Jens esperó un instante, y replicó con ironía:

– Pensaste que podría rogarte otra vez que te casaras conmigo, y entonces podríamos ir a buscarlo y formar un bonito trío, ocultándonos de tus amigos de la alta sociedad, ¿no es así? -Lorna se ruborizó, y el hombre prosiguió: Bueno, déjame decirte algo, Lorna Barnett. No quiero ser el marido de nadie a la fuerza. Cuando yo me case con una mujer, tiene que aceptarme de manera incondicional. Si bien no soy de la alta sociedad, tampoco soy de la baja. Cuando fui a la abadía y te pedí que te casaras conmigo, te ofrecí un futuro muy decente, nada de lo que tuvieras que avergonzarte.

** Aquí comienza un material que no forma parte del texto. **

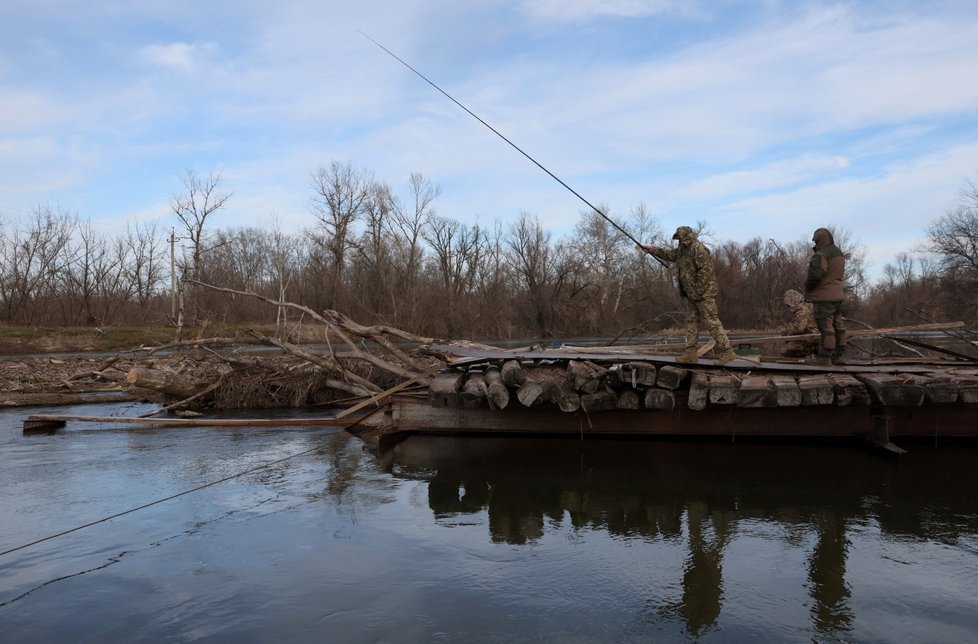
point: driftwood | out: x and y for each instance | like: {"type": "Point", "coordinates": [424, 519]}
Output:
{"type": "Point", "coordinates": [496, 391]}
{"type": "Point", "coordinates": [168, 382]}
{"type": "Point", "coordinates": [512, 373]}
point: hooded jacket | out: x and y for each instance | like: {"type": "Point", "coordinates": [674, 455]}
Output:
{"type": "Point", "coordinates": [826, 270]}
{"type": "Point", "coordinates": [694, 265]}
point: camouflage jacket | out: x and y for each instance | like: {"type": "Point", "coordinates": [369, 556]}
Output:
{"type": "Point", "coordinates": [825, 271]}
{"type": "Point", "coordinates": [694, 265]}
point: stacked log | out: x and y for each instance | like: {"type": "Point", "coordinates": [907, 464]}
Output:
{"type": "Point", "coordinates": [573, 385]}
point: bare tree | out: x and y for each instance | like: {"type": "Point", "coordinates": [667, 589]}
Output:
{"type": "Point", "coordinates": [341, 195]}
{"type": "Point", "coordinates": [953, 237]}
{"type": "Point", "coordinates": [35, 259]}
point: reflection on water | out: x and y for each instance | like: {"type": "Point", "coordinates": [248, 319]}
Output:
{"type": "Point", "coordinates": [306, 535]}
{"type": "Point", "coordinates": [700, 494]}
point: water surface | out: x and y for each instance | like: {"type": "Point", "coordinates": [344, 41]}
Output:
{"type": "Point", "coordinates": [303, 534]}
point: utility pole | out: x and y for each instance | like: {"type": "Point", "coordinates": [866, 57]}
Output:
{"type": "Point", "coordinates": [176, 290]}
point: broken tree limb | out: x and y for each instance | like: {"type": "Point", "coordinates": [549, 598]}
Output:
{"type": "Point", "coordinates": [167, 382]}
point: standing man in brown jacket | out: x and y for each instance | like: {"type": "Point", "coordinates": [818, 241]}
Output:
{"type": "Point", "coordinates": [823, 288]}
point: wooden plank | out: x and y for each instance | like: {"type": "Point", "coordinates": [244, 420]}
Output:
{"type": "Point", "coordinates": [787, 393]}
{"type": "Point", "coordinates": [443, 390]}
{"type": "Point", "coordinates": [816, 390]}
{"type": "Point", "coordinates": [848, 390]}
{"type": "Point", "coordinates": [512, 374]}
{"type": "Point", "coordinates": [891, 390]}
{"type": "Point", "coordinates": [699, 391]}
{"type": "Point", "coordinates": [756, 391]}
{"type": "Point", "coordinates": [656, 398]}
{"type": "Point", "coordinates": [44, 423]}
{"type": "Point", "coordinates": [599, 401]}
{"type": "Point", "coordinates": [629, 399]}
{"type": "Point", "coordinates": [723, 389]}
{"type": "Point", "coordinates": [669, 377]}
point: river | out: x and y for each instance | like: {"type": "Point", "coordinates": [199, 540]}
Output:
{"type": "Point", "coordinates": [119, 533]}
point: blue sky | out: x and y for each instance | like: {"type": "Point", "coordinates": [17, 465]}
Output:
{"type": "Point", "coordinates": [762, 118]}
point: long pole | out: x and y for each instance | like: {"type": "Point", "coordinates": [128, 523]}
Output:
{"type": "Point", "coordinates": [514, 146]}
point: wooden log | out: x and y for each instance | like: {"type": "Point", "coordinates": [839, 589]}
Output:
{"type": "Point", "coordinates": [530, 393]}
{"type": "Point", "coordinates": [599, 401]}
{"type": "Point", "coordinates": [939, 388]}
{"type": "Point", "coordinates": [787, 393]}
{"type": "Point", "coordinates": [656, 398]}
{"type": "Point", "coordinates": [474, 393]}
{"type": "Point", "coordinates": [892, 390]}
{"type": "Point", "coordinates": [497, 393]}
{"type": "Point", "coordinates": [756, 391]}
{"type": "Point", "coordinates": [637, 374]}
{"type": "Point", "coordinates": [512, 374]}
{"type": "Point", "coordinates": [583, 377]}
{"type": "Point", "coordinates": [669, 377]}
{"type": "Point", "coordinates": [443, 390]}
{"type": "Point", "coordinates": [629, 399]}
{"type": "Point", "coordinates": [967, 386]}
{"type": "Point", "coordinates": [816, 390]}
{"type": "Point", "coordinates": [699, 391]}
{"type": "Point", "coordinates": [168, 382]}
{"type": "Point", "coordinates": [723, 389]}
{"type": "Point", "coordinates": [848, 390]}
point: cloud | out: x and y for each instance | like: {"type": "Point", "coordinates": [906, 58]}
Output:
{"type": "Point", "coordinates": [578, 10]}
{"type": "Point", "coordinates": [177, 56]}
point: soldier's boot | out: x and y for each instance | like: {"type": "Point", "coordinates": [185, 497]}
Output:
{"type": "Point", "coordinates": [726, 357]}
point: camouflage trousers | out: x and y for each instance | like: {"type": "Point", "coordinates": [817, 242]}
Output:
{"type": "Point", "coordinates": [703, 313]}
{"type": "Point", "coordinates": [828, 319]}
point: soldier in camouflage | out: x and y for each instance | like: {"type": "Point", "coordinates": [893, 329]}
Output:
{"type": "Point", "coordinates": [802, 323]}
{"type": "Point", "coordinates": [824, 288]}
{"type": "Point", "coordinates": [698, 288]}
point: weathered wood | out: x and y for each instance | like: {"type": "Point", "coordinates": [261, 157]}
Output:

Esperaba que lucharas por mí, que de una vez por todas mandaras a tus padres al diablo y pelearas por tus derechos… ¡por nuestros derechos! Pero no, tú gimoteaste y te acurrucaste, y llegaste a la conclusión de que no podrías hacer frente a las cosas que te dirían si aparecías en el altar preñada de mi hijo. Bueno, que así sea. Tú no me quisiste entonces… yo no te quiero ahora.

– ¡Oh, crees que es muy fácil!, ¿no? -le lanzó, como una gata enfrentándose a un gato-. ¡Grandote, cabeza dura noruego, macho con tu orgullo herido y tu mentón desafiante! ¡Bueno, me gustaría que vivieras con unos padres como los míos! ¡Que intentaras hacerlos ceder aunque fuese unos milímetros en algo! ¡Que te enamorases del hombre equivocado y terminaras…!

– ¡El hombre equivocado! ¡Eso es seguro!

– ¡Sí, el hombre equivocado! -gritó Lorna, más fuerte-. Y terminar embarazada de su bastardo, y que te embarquen para Timbuktu, te manipulen, te mientan y te digan y te repitan qué infierno será tu vida si la gente llega a enterarse. ¡Trata de vivir en una abadía, con un grupo de mujeres neutras que susurran plegarias por tu salvación hasta que quieres gritarles que se sumerjan un poco en la lujuria, a ver cómo lo controlan después! Intenta vivir teniendo dos hermanas menores y que tu madre te recuerde en cada carta que, si se filtrase la noticia de tu embarazo las horrorizarías, y les arruinarías las posibilidades de encontrar un marido decente, pues tu vergüenza se les contagiaría. Intenta meter en la torpe cabeza de un noruego que, al menos, una parte de todo esto no es tu culpa, que eres tan humana como cualquiera y que te enamoraste, y cometiste errores, te hirieron y te esforzaste al máximo por hacer las cosas bien, pero no siempre puedes lograrlo. ¡Inténtalo, Jens Harken!